TERNI – Nell’ambito dei lavori di ampliamento del Pronto soccorso del Santa Maria, è quasi giunto a completamento l’adeguamento strutturale e impiantistico del modulo denominato Poli. Tale struttura, come si legge nella nota, ospiterà l’area di Osservazione e il relativo collegamento con il Pronto soccorso. Proprio per consentire l’avanzamento del cantiere, dalla giornata di oggi e per la durata di circa quattro settimane, sarà modificato il percorso di accesso delle ambulanze e degli autoveicoli alla camera calda del Pronto soccorso.
In particolare, causa lavori, sarà temporaneamente inibito l’utilizzo della porta di uscita dalla camera calda per cui saranno necessarie ulteriori manovre per gli autisti degli autoveicoli e delle ambulanze che accederanno alla stessa. Al fine di limitare i disagi ed evitare disservizi, la Direzione aziendale, tramite gli Uffici amministrativi preposti, ha provveduto a rafforzare il servizio di accoglienza e vigilanza. Si legge nella nota che è stata inoltre prevista l’affissione di apposita cartellonistica e che è stata ricollocata l’area di sosta dell’ambulanza Centro mobile di rianimazione con il relativo impianto di alimentazione delle batterie.
L’azienda sottolinea con forza il divieto assoluto di parcheggio lungo la rampa di accesso al Pronto soccorso e nell’area attigua alla camera calda e all’area di cantiere, misura necessaria al fine di evitare ulteriori possibili criticità nell’accesso all’ospedale di pazienti in emergenza-urgenza.

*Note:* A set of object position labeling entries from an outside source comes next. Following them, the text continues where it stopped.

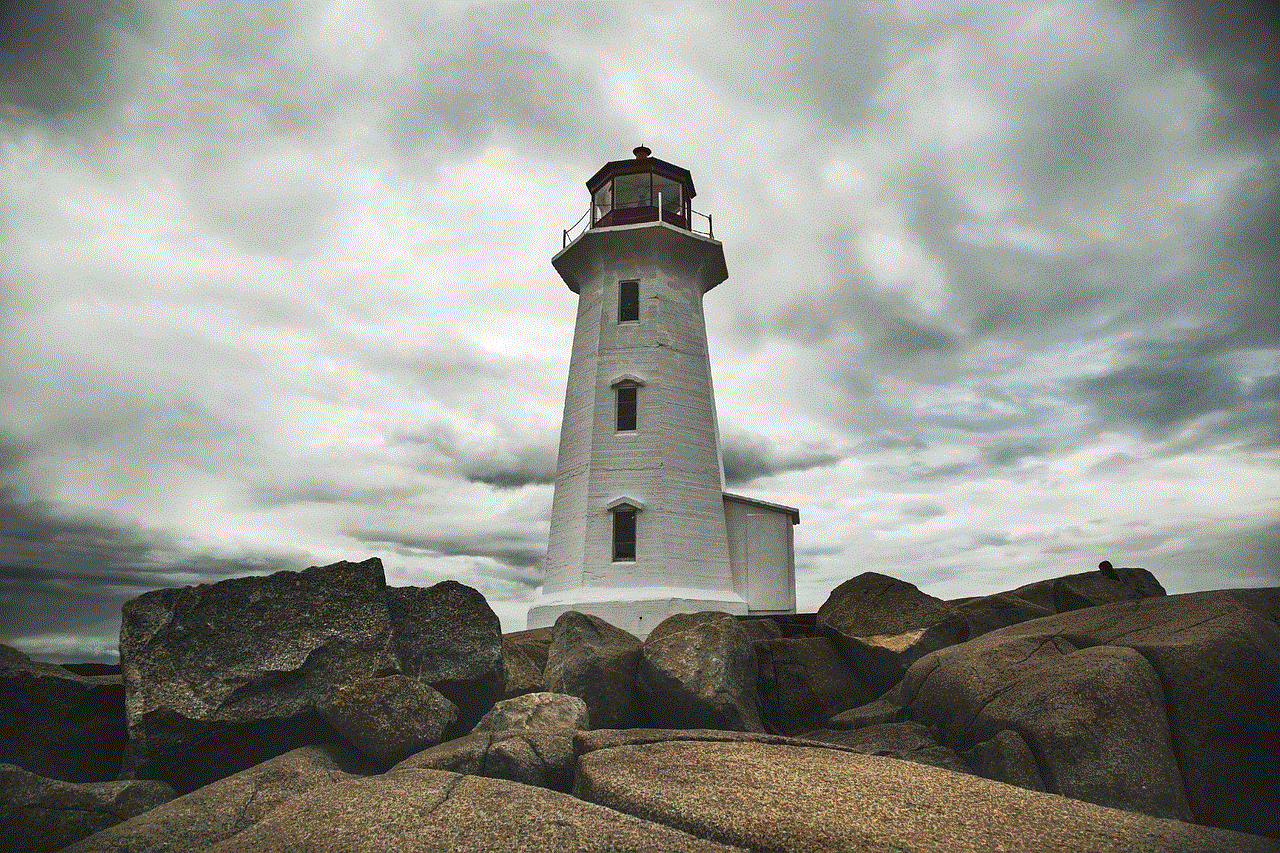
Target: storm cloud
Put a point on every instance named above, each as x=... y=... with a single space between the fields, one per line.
x=1004 y=290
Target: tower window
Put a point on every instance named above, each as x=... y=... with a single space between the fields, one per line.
x=629 y=301
x=624 y=533
x=626 y=415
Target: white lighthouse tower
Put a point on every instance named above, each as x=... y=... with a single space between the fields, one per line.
x=640 y=523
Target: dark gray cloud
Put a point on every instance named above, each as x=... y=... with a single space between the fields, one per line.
x=275 y=276
x=1237 y=46
x=67 y=58
x=60 y=574
x=749 y=457
x=521 y=556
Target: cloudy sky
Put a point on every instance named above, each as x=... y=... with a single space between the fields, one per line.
x=275 y=286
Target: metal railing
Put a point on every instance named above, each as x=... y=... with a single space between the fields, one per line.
x=588 y=220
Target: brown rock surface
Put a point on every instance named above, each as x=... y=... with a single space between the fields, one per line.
x=1089 y=589
x=905 y=740
x=803 y=682
x=1125 y=702
x=535 y=711
x=988 y=612
x=389 y=717
x=524 y=656
x=782 y=798
x=585 y=742
x=699 y=670
x=542 y=757
x=448 y=637
x=39 y=815
x=196 y=821
x=882 y=625
x=429 y=811
x=58 y=724
x=597 y=662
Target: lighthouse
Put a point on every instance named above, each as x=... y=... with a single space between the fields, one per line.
x=641 y=527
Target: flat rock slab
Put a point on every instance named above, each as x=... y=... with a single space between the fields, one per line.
x=195 y=821
x=801 y=799
x=585 y=742
x=429 y=811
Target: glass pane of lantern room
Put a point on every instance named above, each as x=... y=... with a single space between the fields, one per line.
x=670 y=191
x=603 y=201
x=631 y=190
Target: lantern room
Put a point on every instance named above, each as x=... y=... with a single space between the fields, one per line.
x=640 y=190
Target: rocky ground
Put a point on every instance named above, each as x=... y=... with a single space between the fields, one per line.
x=325 y=711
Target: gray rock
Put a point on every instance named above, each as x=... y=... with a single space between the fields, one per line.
x=536 y=711
x=389 y=717
x=58 y=724
x=429 y=811
x=597 y=662
x=800 y=799
x=524 y=656
x=39 y=815
x=220 y=676
x=699 y=671
x=1137 y=705
x=196 y=821
x=542 y=757
x=882 y=625
x=448 y=637
x=804 y=682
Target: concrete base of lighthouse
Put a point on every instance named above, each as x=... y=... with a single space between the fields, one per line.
x=634 y=609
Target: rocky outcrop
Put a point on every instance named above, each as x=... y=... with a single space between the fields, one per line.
x=1165 y=705
x=448 y=637
x=1008 y=758
x=542 y=757
x=882 y=625
x=803 y=682
x=39 y=815
x=699 y=670
x=1091 y=588
x=430 y=811
x=988 y=612
x=389 y=717
x=906 y=740
x=220 y=676
x=597 y=662
x=585 y=742
x=536 y=711
x=800 y=799
x=58 y=724
x=196 y=821
x=524 y=656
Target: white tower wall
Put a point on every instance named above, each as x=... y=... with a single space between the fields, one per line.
x=670 y=466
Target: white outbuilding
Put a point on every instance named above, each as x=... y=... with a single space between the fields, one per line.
x=641 y=527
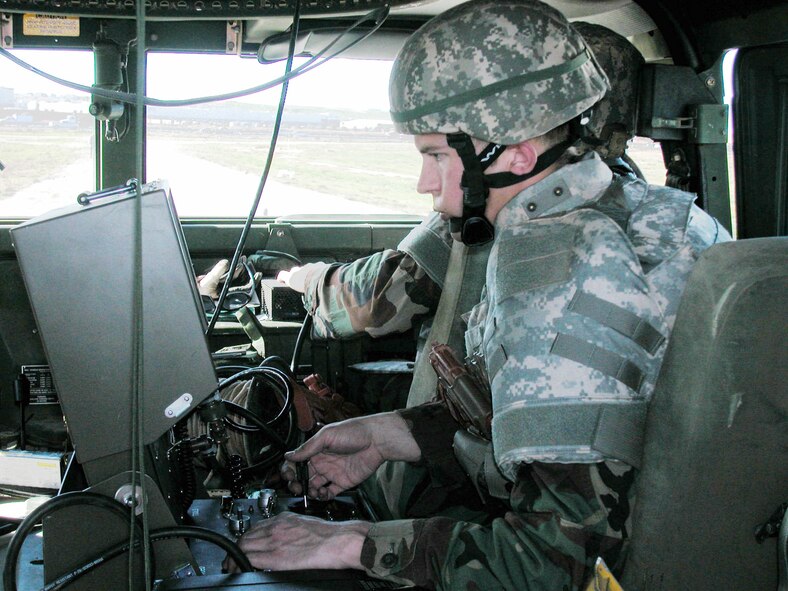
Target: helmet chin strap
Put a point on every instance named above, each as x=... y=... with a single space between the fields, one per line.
x=473 y=227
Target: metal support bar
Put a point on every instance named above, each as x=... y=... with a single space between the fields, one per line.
x=234 y=33
x=6 y=31
x=707 y=124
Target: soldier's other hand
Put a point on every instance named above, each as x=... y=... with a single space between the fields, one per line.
x=296 y=278
x=342 y=455
x=208 y=284
x=294 y=542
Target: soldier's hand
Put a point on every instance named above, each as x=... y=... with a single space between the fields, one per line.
x=208 y=284
x=293 y=542
x=296 y=278
x=343 y=455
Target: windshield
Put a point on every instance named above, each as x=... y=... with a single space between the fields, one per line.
x=337 y=151
x=46 y=134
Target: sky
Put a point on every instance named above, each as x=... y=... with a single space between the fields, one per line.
x=178 y=76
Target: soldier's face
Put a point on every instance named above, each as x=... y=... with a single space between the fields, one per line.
x=441 y=172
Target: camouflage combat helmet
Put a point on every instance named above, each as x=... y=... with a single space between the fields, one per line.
x=613 y=120
x=504 y=71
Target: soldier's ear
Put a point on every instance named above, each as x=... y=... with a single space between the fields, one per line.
x=524 y=156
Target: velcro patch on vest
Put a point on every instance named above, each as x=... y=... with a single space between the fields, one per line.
x=534 y=260
x=597 y=358
x=623 y=321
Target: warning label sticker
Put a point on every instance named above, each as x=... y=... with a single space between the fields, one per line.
x=49 y=25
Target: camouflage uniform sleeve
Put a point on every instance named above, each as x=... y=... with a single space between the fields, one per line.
x=562 y=517
x=381 y=294
x=433 y=429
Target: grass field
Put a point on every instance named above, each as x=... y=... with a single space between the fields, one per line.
x=363 y=167
x=30 y=155
x=383 y=172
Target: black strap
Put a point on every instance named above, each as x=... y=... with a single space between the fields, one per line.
x=597 y=358
x=622 y=321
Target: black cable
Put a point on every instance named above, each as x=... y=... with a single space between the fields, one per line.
x=306 y=325
x=166 y=533
x=379 y=15
x=258 y=422
x=37 y=515
x=280 y=254
x=268 y=161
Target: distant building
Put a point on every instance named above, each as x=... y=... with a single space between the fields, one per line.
x=6 y=97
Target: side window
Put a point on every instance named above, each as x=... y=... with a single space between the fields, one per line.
x=337 y=152
x=46 y=133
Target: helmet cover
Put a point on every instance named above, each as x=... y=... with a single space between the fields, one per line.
x=503 y=71
x=614 y=119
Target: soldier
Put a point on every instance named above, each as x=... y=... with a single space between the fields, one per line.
x=583 y=280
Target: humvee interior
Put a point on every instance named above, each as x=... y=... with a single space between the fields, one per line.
x=264 y=138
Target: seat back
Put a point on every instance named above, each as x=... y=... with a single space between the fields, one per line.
x=715 y=462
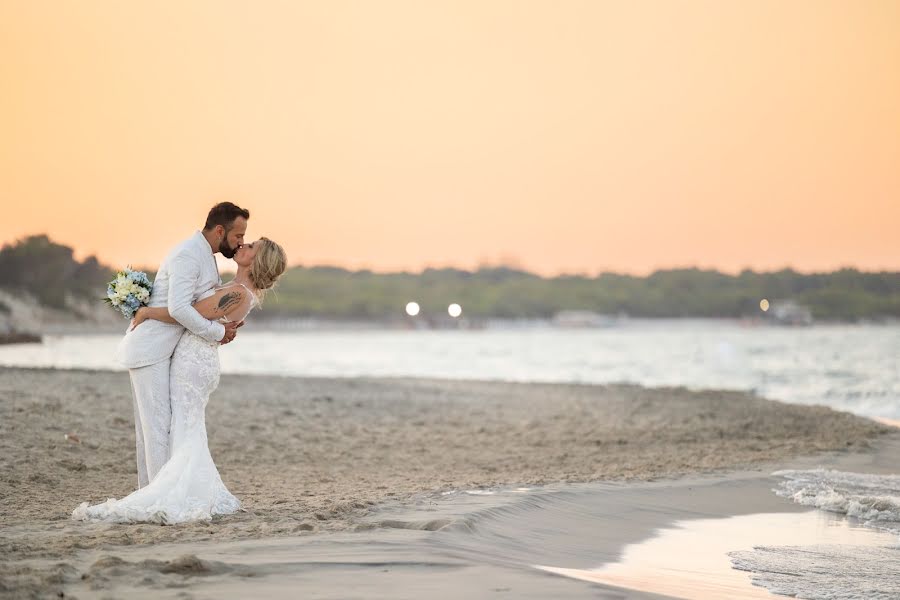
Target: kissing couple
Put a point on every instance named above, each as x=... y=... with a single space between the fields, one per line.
x=171 y=350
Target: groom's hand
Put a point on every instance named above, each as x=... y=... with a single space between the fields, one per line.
x=230 y=332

La Direzione Aziendale si scusa per gli eventuali disagi dovuti ai lavori dei prossimi giorni, ribadendo l’impegno a proseguire, con l’indispensabile collaborazione delle Strutture e dei Servizi della USL Umbria 2, il programma intrapreso di maggior appropriatezza degli accessi in Pronto soccorso. L’obiettivo dell’intervento, come si legge nella nota, non è solo quello di garantire una maggior appropriatezza della durata della degenza e una conseguente riduzione dei tempi di stazionamento, ma anche di migliorare l’accoglienza complessiva attraverso l’ampliamento e la ridefinizione degli spazi dedicati ai pazienti.